A TRAJETÓRIA DA DESIGUALDADE SOCIAL E O TRABALHO INFORMAL NA RECICLAGEM
Sandra Lilian Silveira Grohe
RESUMO
Pensar sobre a origem das desigualdades sociais foi o caminho encontrado para entender o surgimento do trabalho informal na reciclagem. Para isso, primeiramente foi analisado o processo civilizatório e o surgimento das cidades com os diversos problemas de degradação social, agravados pela falta de planejamento. Paralelo ao crescimento desordenado das cidades surge o capitalismo e o poder do consumo, trazendo conseqüências irreversíveis para a sociedade. Uma dessas conseqüências, que nos acompanha diariamente, é a geração excessiva de resíduos. Muitas pessoas, frente à desigualdade social, sem nenhuma alternativa para sua sobrevivência, buscam no trabalho informal da reciclagem uma alternativa para seu sustento. Nesta teia de relações e conexões entre processo civilizatório, capitalismo, consumo, resíduos e trabalho informal que este trabalho se fundamenta.
Palavras-chave: Desigualdade social; Consumismo; Reciclagem.
1 INTRODUÇÃO
Frente ao que estamos vivendo em nossa relação com o planeta, naquilo que se produz como resultado de uma dita racionalidade em evidentes sinais de destruição foi o pensamento inicial para a construção deste trabalho. Como seres humanos "ditos" inteligentes vieram parar nesta situação de tanta desigualdade, pobreza, destruição e até mesmo autodestruição? Até que ponto somos verdadeiramente culpados pela situação atual? As soluções encontradas são as ideais para solucionar os problemas enfrentados em nossa sociedade?

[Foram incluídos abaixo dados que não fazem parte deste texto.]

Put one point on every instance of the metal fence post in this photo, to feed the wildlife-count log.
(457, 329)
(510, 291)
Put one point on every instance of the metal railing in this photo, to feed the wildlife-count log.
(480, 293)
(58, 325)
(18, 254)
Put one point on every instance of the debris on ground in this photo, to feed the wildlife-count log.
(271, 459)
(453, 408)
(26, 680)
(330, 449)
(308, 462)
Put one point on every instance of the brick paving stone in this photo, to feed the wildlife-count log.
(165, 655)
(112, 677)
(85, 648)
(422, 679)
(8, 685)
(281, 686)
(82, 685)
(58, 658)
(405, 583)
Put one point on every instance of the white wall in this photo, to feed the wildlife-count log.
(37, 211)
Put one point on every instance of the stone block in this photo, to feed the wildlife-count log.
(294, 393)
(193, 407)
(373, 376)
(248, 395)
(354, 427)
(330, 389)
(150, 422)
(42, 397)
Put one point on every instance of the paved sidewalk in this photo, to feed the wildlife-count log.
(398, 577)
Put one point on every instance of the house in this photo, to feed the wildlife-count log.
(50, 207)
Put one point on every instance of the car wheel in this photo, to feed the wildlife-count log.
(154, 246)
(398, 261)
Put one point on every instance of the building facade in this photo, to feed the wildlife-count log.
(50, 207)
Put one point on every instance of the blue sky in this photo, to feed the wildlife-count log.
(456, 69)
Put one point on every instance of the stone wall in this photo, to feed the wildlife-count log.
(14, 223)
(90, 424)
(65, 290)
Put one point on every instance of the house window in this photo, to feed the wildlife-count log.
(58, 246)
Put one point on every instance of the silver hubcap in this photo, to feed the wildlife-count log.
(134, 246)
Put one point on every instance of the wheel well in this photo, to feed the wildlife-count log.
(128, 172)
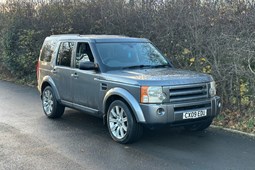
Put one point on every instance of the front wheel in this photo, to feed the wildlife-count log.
(51, 107)
(121, 123)
(199, 126)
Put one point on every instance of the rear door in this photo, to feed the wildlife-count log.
(62, 70)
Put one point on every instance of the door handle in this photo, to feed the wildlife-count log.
(54, 71)
(74, 75)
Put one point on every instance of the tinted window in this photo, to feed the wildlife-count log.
(65, 54)
(47, 50)
(83, 53)
(130, 54)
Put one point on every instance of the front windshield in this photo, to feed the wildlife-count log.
(130, 55)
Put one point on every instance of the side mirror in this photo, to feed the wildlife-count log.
(87, 65)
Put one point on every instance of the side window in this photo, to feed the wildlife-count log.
(83, 53)
(65, 54)
(47, 50)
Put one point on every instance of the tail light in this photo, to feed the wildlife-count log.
(37, 70)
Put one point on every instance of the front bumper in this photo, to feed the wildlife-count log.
(173, 112)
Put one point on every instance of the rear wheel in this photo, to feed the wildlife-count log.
(51, 107)
(199, 126)
(121, 123)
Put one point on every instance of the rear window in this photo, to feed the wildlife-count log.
(47, 50)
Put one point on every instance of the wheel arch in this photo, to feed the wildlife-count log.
(122, 94)
(47, 81)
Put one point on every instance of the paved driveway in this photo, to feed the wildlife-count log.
(29, 140)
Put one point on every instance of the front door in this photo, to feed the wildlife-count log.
(86, 90)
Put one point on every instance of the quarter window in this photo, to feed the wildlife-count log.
(47, 51)
(65, 54)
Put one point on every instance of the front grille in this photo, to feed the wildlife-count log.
(188, 92)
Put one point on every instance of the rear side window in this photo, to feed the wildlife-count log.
(47, 50)
(65, 54)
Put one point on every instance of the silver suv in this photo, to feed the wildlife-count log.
(126, 81)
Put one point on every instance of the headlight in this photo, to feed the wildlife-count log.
(152, 94)
(212, 90)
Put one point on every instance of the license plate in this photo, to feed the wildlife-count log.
(194, 114)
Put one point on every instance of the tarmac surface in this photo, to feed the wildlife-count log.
(29, 140)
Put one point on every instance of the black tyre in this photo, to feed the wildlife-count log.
(51, 107)
(199, 126)
(121, 123)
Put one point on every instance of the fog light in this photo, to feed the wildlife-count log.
(161, 111)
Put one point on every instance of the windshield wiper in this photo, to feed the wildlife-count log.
(137, 66)
(145, 66)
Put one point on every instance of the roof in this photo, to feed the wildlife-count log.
(98, 38)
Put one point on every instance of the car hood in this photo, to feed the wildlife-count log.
(157, 76)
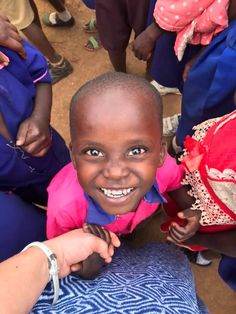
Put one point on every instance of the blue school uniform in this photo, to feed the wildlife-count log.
(23, 178)
(211, 83)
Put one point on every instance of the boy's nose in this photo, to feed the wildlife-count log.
(115, 170)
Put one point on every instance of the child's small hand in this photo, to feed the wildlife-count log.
(98, 231)
(34, 136)
(91, 267)
(179, 233)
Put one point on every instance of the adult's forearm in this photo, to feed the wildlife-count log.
(23, 278)
(223, 242)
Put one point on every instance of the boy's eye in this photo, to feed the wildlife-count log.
(94, 152)
(136, 151)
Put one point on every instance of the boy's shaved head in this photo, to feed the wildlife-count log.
(126, 83)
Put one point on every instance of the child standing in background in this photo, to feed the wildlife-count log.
(210, 164)
(115, 21)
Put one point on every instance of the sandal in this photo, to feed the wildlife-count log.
(93, 44)
(90, 27)
(52, 19)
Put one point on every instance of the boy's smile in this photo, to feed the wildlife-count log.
(116, 148)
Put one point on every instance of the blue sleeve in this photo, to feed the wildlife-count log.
(36, 64)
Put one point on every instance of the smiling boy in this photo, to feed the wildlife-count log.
(119, 166)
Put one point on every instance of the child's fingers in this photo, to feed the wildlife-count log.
(75, 267)
(176, 234)
(98, 231)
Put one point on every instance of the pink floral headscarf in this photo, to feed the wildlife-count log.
(194, 21)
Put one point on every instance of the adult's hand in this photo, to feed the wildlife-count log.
(75, 246)
(10, 38)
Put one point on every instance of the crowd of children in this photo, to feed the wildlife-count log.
(119, 165)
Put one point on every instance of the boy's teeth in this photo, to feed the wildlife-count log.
(116, 193)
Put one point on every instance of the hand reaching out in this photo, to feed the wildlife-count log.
(34, 137)
(179, 233)
(91, 267)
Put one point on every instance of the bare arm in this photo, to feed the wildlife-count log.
(24, 276)
(144, 44)
(91, 267)
(10, 38)
(33, 133)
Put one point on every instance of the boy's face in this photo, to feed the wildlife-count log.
(116, 149)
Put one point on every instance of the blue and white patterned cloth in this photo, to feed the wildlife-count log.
(154, 279)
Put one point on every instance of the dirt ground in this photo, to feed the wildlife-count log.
(87, 65)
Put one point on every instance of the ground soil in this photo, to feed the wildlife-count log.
(87, 65)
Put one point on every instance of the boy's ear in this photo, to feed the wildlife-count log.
(72, 156)
(163, 152)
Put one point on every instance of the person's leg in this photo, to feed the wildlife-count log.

Um breve levantamento para identificar a origem destes problemas foi realizado, mas não para apontar os culpados pela situação atual, e sim para um melhor entendimento do que está acontecendo ao nosso redor. Com a ajuda de alguns pensadores contemporâneos, como Boaventura de Souza Santos, Isabel Carvalho, Darcy Ribeiro, entre outros este trabalho foi embasado.

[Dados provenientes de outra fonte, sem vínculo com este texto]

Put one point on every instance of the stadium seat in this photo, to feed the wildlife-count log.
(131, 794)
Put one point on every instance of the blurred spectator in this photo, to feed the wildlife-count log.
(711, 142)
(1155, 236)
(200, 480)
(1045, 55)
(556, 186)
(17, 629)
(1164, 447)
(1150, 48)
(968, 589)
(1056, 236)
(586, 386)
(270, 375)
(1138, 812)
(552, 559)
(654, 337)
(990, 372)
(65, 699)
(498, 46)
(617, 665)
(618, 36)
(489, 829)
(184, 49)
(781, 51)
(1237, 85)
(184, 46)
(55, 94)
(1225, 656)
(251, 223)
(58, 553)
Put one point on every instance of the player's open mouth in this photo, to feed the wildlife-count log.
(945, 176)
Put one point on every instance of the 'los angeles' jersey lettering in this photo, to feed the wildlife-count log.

Voltamos aos primórdios de nossa primeira organização como sociedade na busca de identificar a origem dos problemas referentes as desigualdades sociais e o trabalho informal na reciclagem. As cidades surgiram como uma alternativa de organização social, onde tirava o homem selvagem da floresta e o transformava em um ser civilizado. Até então algo muito promissor se não fosse a falta de planejamento. As cidades "organizadas" deram origem às classes sociais, dividindo a sociedade entre ricos e pobres. O capitalismo surge como o advento de uma nova era, a era do lucro através da mão de obra barata e do consumismo. Este consumismo, juntamente com as novas tecnologias e a era dos descartáveis, trouxe um grande problema para o planeta Terra, o acúmulo descontrolado de resíduos. Com tanta pobreza e desigualdade social uma alternativa foi usar o descartado como forma de sobrevivência.
Tentar entender, refletir e analisar a trajetória de nossa civilização e seus problemas é fundamental para uma possível busca por soluções urgentes e mais concretas. Assim segue o trabalho, como já havia ressaltado antes, buscando o entendimento do momento atual referente as desigualdades sociais e o trabalho informal.

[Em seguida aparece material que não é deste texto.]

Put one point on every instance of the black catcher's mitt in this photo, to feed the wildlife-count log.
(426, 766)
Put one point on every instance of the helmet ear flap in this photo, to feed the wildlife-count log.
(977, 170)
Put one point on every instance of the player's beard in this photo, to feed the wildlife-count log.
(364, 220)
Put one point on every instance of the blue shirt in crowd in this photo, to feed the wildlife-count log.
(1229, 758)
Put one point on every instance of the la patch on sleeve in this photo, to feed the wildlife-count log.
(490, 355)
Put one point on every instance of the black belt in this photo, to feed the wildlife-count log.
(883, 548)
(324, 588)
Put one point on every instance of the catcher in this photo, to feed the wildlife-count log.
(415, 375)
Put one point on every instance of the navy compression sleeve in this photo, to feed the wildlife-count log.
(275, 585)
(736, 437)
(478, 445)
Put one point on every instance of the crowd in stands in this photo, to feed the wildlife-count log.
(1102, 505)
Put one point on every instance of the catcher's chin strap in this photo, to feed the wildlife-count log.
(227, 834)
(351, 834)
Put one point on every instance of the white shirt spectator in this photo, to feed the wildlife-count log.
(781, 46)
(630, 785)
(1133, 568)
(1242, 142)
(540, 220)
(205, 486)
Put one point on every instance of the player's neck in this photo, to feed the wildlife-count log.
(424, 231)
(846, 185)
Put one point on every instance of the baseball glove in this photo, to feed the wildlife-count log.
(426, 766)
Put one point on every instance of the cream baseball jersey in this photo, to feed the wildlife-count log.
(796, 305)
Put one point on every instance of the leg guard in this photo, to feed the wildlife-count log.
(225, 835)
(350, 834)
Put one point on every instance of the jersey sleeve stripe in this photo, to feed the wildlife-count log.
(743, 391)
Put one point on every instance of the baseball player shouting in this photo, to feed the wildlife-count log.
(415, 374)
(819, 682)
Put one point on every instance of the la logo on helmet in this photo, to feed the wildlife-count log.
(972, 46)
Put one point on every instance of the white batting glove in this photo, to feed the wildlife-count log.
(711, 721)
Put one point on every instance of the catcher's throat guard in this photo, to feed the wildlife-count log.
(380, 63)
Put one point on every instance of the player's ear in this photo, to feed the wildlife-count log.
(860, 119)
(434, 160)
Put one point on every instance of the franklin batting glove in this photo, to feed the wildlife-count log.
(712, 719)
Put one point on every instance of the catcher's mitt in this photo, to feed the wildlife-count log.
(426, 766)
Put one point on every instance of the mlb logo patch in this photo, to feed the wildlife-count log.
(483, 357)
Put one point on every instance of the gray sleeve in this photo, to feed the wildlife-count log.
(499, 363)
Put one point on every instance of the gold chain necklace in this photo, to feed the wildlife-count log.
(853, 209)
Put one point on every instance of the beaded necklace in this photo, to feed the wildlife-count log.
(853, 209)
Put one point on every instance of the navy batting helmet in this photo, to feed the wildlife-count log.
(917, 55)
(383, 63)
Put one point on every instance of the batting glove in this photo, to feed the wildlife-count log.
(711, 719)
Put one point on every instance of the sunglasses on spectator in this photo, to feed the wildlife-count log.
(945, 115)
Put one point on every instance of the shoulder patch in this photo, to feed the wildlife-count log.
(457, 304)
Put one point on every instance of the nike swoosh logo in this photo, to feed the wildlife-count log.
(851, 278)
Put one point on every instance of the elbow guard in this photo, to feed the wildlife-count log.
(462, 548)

2 O PROCESSO CIVILIZATÓRIO
Desde muito tempo a humanidade precisou dominar a natureza para sobreviver. Para entendermos um pouco a complexa situação atual do planeta Terra, principalmente a referente à produção de lixo e seus reflexos na sociedade se faz necessário retomarmos alguns acontecimentos importantes que ocorreram no decorrer do tempo e da história.
Há 10 mil anos atrás, com o desenvolvimento do pastoreio e da agricultura, os seres humanos substituíram o nomadismo pela sedentarização, dando origem aos primeiros centros urbanos. Conforme Ribeiro (1998, p. 93),
[...]com a descoberta de técnicas de irrigação e de adubagem do solo, a generalização do uso do arado e de veículos de roda, bem como de barcos a vela, diversos povos revolucionaram na sua capacidade de produção de alimentos, ocasionando o surgimento das primeiras cidades".
Com a Renascença, inaugurou-se a modernidade, caminhando opostamente ao selvagem, à ignorância e a natureza. Era preciso "domesticar" os seres humanos para não agirem como animais. Segundo Carvalho (2002, p.41) o processo civilizador deu-se com o advento das cidades.
A cidade, contraponto da natureza selvagem, então se apresentava como lócus [a palavra locus (plural loci) significa "lugar" em latim] da civilidade, o berço das boas maneiras, do gosto e da sofisticação. Sair da floresta e ir para a cidade era um ato civilizatório. As pessoas criadas na cidade eram consideradas mais educadas que aquelas que viviam nos campos. A natureza, tida então como o Outro da civilização, representava uma ameaça à ordem nascente.
O ser humano, saindo da natureza, poderia então denominar-se um ser civilizado e não mais fazendo parte dela como selvagem. Este ser civilizado passou a fazer parte de outro território, ficando "longe" da natureza. O ser humano para manter-se na cidade passou a deteriorar o meio ambiente retirando dele todos os recursos necessários para sua sobrevivência. A abundância de recursos naturais permitia a crença na infinidade dos mesmos. A concentração da população exigia a necessidade de consumo de alimentos, vestuários, remédios, etc.
Já no século XVIII, com a expansão da burguesia e do comércio de diversos produtos a exploração da força de trabalho foi fundamental para a expansão da produção industrial. Muitas pessoas saiam do campo em direção as cidades.
A intensa migração campo-cidade, impulsionada pela expropriação camponesa e pelos processos de acumulação primitiva, acelerava o desordenado crescimento das cidades industriais. O resultado era uma alta concentração populacional, constituída principalmente de trabalhadores pobres, expostos a um ambiente insalubre de trabalho e moradia. (CARVALHO, 2002, p. 44)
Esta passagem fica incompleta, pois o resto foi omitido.